Advogada em causa própria, sempre desconfiei da tese de que as pronúncias são a marca de água da autenticidade, e que quem não as tem ou mantém é um arrivista / agente duplo / mimo treinado em PNL (risquem os insultos que não interessem). Porque a realidade é infinitamente mais complexa, e a mudança de sotaque, ainda que pigmaliónica, conta uma história tão autêntica como a pronúncia transmontana de Graça Morais: o intelectual nascido entre camponeses das Beiras, o impecável sotaque more-native-than-thou do imigrante ucraniano, os vários papéis e identidades que vamos assumindo na vida, ou as traições e gaffes que acontecem a quem nasceu no palco errado. É a história de actores sociais, sim, de políticos histriónicos, de social-climbers, mas também de poetas e escritores que falam as línguas do Outro, esse estrangeiro. Borges, que tal como eu descendia de transmontanos, conta a história da chegada ao céu de Shakespeare, “instintivamente adestrado no hábito de simular que era alguém para que não se descobrisse a sua condição de ninguém”. Queixando-se ao criador de não ter uma voz distintiva (“eu, que tantos homens fui em vão, quero ser um e eu”), ouve dele a seguinte resposta: “Também eu não sou; sonhei o mundo como tu sonhaste a tua obra, meu Shakespeare, e entre as formas do meu sonho estás tu, que como eu és muitos e ninguém”.
 
Vêm estas reflexões a propósito de um ensaio de Zadie Smith, “Speaking in Tongues”, publicado na New York Review of Books (a que cheguei através deste blogue), sobre, entre outras coisas, Obama, Eliza Doolitle, Shakespeare e Cary Grant, personagens que transcenderam a própria voz e com isso a própria história. Não se assustem com as lonjuras do artigo e vão lá lê-lo, porque além de muitíssimo interessante, dá-me razão em vários pontos (e eu não gosto de contrariar ninguém que me dê razão). Avant-goût:
 

Voice adaptation is still the original British sin. Monitoring and exposing such citizens is a national pastime, as popular as sex scandals and libel cases. If you lean toward the Atlantic with your high-rising terminals you’re a sell-out; if you pronounce borrowed European words in their original style—even if you try something as innocent as parmigiano for “parmesan”—you’re a fraud. If you go (metaphorically speaking) down the British class scale, you’ve gone from Cockney to “mockney,” and can expect a public tar and feathering; to go the other way is to perform an unforgivable act of class betrayal. Voices are meant to be unchanging and singular. There’s no quicker way to insult an ex-pat Scotsman in London than to tell him he’s lost his accent. We feel that our voices are who we are, and that to have more than one, or to use different versions of a voice for different occasions, represents, at best, a Janus-faced duplicity, and at worst, the loss of our very souls. 
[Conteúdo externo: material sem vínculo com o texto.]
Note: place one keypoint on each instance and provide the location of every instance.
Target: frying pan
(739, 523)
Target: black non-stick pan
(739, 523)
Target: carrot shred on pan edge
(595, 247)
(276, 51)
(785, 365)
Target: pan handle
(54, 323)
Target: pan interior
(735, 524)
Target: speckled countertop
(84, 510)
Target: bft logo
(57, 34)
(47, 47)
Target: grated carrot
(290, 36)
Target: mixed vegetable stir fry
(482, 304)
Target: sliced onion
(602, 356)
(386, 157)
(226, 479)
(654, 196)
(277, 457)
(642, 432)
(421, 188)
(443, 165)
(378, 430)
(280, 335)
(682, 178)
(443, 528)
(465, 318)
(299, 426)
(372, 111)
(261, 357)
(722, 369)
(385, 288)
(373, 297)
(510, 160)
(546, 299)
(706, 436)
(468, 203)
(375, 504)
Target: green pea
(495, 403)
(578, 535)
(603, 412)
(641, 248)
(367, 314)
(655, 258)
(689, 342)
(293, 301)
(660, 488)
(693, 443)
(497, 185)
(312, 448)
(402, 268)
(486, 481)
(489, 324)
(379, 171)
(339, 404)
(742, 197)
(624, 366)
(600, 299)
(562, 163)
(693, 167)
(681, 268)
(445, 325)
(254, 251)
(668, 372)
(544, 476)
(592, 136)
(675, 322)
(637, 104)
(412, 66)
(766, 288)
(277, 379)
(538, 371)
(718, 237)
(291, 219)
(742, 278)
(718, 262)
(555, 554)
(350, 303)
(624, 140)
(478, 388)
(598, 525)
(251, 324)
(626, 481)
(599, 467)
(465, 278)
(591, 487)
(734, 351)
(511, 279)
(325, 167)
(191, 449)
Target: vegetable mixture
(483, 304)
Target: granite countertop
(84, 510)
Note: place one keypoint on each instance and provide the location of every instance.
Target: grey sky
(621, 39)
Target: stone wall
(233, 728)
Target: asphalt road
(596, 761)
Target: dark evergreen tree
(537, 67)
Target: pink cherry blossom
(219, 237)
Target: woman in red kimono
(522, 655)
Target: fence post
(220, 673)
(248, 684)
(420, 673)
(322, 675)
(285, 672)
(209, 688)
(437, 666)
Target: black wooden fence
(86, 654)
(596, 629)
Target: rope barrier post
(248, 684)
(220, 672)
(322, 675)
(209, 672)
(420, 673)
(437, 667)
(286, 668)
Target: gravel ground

Sobre a “multiplicidade de vozes” de Obama e Cary Grant:

What did Pauline Kael call Cary Grant? “The Man from Dream City.” When Bristolian Archibald Leach became suave Cary Grant, the transformation happened in his voice, which he subjected to a strange, indefinable manipulation, resulting in that heavenly sui generis accent, neither west country nor posh, American nor English. It came from nowhere, he came from nowhere. Grant seemed the product of a collective dream, dreamed up by moviegoers in hard times, as it sometimes feels voters have dreamed up Obama in hard times. Both men have a strange reflective quality, typical of the self-created man—we see in them whatever we want to see. “Everyone wants to be Cary Grant,” said Cary Grant. “Even I want to be Cary Grant.” It’s not hard to imagine Obama having that same thought, backstage at Grant Park, hearing his own name chanted by the hopeful.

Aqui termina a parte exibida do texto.